All signs point to success. “We upended expectations and built a new model of collaboration and accountability that communities across the state and nation can emulate – whether for food recovery or around other pressing issues,” said Supervisor Susan Ellenberg, President of the Santa Clara Board of Supervisors and Co-Chair of Joint Venture’s board of directors.
Robin met her husband, Scott - who has a PhD in linguistics and works at the intersection of linguistics and tech — 20 years ago at a friend’s house in Boston. His work brought the family to California in 2013.
In her spare time Robin hikes daily with her labradoodle, Ozzy. She is a master urban gardener but with two adolescent kids and a full work schedule, finds it difficult to get into her garden these days.
Those time demands guide her personal approach to food as well. She calls herself a practical cook who creates “must-go” meals that transform leftovers into tacos or stews.
When Robin landed at Joint Venture in 2017 the Food Recovery Initiative was in its early stages. Scott worked at Facebook and Robin was leading volunteer projects nearby at LifeMoves, a nonprofit for people who are unhoused. “It was such a huge opportunity,” she says. “A place like Facebook with so much located adjacent to a place where there was not enough; I was pretty sure I wanted to be a part of connecting those dots.”
A La Carte, a no-cost and dignified service for people in need was launched in 2018 with a single truck that Robin ran out of her own garage. The service collected surplus prepared food from corporate and university campuses for delivery directly into neighborhoods with people in need. A La Carte eventually was adopted by Loaves & Fishes Family Kitchen where it now serves 35,000 meals per week across the Bay Area.
And then the pandemic hit. Fortunately, Robin had only recently convened the Silicon Valley Food Recovery Council, a collection of nonprofits working on the issue. With newfound strength in numbers, the group had the ability to lean into the crisis more readily than before joining forces.
“My job has been to find common ground - for the cities, the county, the nonprofits, and other stakeholders,” she says.
Robin identifies Michele Young who came out of retirement to work on 1383 as a true champion of the overall early success of the project.
“Food recovery is a new concept in the world of government regulation,” says Robin. “Businesses have been donating surplus food for generations. Now we are bringing that process to light - requiring it, tracking it, and institutionalizing it. There are some growing pains, for sure, but in the end, California is at the forefront of an important movement—to support the safety net for those in need, and to address, through legislation, the responsible utilization of resources.”
What is the biggest challenge to success? Robin says that the food recovery organizations are reliant upon philanthropy to meet the needs of people who are food insecure. “They're constantly needing to fundraise to fulfill basic human needs.” At the same time, she is encouraged by the improvement she sees as more businesses get the hang of the process.
What does that process look like in 10 years?
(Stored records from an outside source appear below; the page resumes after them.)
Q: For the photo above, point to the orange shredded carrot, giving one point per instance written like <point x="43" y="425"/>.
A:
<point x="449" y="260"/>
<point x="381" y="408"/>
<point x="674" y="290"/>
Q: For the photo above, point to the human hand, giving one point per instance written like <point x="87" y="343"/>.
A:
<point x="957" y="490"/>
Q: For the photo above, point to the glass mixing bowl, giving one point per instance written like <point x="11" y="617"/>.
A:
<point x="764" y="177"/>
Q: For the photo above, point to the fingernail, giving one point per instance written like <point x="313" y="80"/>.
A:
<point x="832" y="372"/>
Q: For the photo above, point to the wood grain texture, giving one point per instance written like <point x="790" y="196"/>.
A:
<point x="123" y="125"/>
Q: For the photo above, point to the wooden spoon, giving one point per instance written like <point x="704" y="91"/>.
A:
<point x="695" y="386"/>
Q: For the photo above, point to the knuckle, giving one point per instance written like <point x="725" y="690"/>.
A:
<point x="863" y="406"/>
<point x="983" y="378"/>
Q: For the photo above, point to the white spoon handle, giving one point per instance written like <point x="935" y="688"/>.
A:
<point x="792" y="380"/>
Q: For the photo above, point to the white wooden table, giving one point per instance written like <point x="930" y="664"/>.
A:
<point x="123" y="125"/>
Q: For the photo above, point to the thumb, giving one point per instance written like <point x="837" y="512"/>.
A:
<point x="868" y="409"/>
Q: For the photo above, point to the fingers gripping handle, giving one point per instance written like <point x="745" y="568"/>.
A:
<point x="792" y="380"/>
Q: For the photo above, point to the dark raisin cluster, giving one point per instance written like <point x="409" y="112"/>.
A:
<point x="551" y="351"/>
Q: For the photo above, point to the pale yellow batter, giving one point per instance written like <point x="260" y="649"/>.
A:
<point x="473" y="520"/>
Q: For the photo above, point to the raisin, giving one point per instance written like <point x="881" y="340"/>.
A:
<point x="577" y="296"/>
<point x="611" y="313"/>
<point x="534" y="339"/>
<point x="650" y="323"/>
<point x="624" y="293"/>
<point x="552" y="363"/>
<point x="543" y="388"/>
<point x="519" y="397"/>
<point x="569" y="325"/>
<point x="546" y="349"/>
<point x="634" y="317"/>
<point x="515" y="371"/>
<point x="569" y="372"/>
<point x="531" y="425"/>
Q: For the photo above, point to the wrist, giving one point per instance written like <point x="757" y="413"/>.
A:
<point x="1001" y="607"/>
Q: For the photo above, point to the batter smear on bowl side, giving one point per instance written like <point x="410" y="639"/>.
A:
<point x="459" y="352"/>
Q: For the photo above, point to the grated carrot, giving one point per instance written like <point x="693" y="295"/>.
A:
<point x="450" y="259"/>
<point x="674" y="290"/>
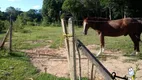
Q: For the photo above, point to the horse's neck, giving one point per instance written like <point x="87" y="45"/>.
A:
<point x="98" y="25"/>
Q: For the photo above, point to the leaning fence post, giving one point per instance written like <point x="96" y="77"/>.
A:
<point x="72" y="49"/>
<point x="10" y="37"/>
<point x="64" y="27"/>
<point x="4" y="39"/>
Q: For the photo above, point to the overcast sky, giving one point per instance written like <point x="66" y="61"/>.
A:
<point x="24" y="5"/>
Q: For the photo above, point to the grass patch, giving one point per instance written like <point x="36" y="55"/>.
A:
<point x="17" y="66"/>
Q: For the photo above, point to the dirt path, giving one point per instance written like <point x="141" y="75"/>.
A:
<point x="54" y="61"/>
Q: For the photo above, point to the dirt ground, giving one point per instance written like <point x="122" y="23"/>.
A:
<point x="54" y="61"/>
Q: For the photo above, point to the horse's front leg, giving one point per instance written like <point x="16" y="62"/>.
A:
<point x="102" y="44"/>
<point x="136" y="44"/>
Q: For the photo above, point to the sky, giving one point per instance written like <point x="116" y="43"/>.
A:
<point x="24" y="5"/>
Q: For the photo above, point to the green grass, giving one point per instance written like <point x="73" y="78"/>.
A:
<point x="17" y="66"/>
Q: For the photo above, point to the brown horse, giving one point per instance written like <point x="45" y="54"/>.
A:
<point x="114" y="28"/>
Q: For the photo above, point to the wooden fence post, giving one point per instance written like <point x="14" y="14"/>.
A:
<point x="4" y="39"/>
<point x="10" y="37"/>
<point x="72" y="49"/>
<point x="64" y="27"/>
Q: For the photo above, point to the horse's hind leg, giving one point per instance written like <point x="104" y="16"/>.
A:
<point x="136" y="44"/>
<point x="102" y="44"/>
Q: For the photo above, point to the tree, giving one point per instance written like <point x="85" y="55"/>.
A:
<point x="12" y="11"/>
<point x="50" y="10"/>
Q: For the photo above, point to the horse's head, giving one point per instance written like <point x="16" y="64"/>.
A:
<point x="93" y="22"/>
<point x="85" y="26"/>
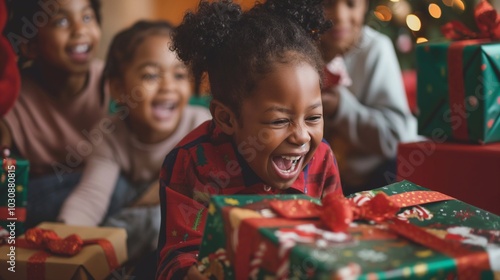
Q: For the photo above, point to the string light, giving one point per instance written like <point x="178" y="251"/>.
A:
<point x="434" y="10"/>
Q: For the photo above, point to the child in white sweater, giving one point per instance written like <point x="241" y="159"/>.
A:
<point x="153" y="88"/>
<point x="364" y="121"/>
Robin responds with conviction. “If we were just a collection of food recovery organizations, then the metric would be how much food we were recovering, right? But prevention is just as much a key to success for SB 1383 as recovery, and even more important for the climate.”
In the near future, Robin and her team have pilot projects in the works to distribute recovered food directly to clients, giving them a dignified way to pick up their food that looks like they've just ordered it to go. “It will be efficient because we remove all of the infrastructure around food recovery,” she says. “We just have people that live in the neighborhood that can come and pick up what they need.”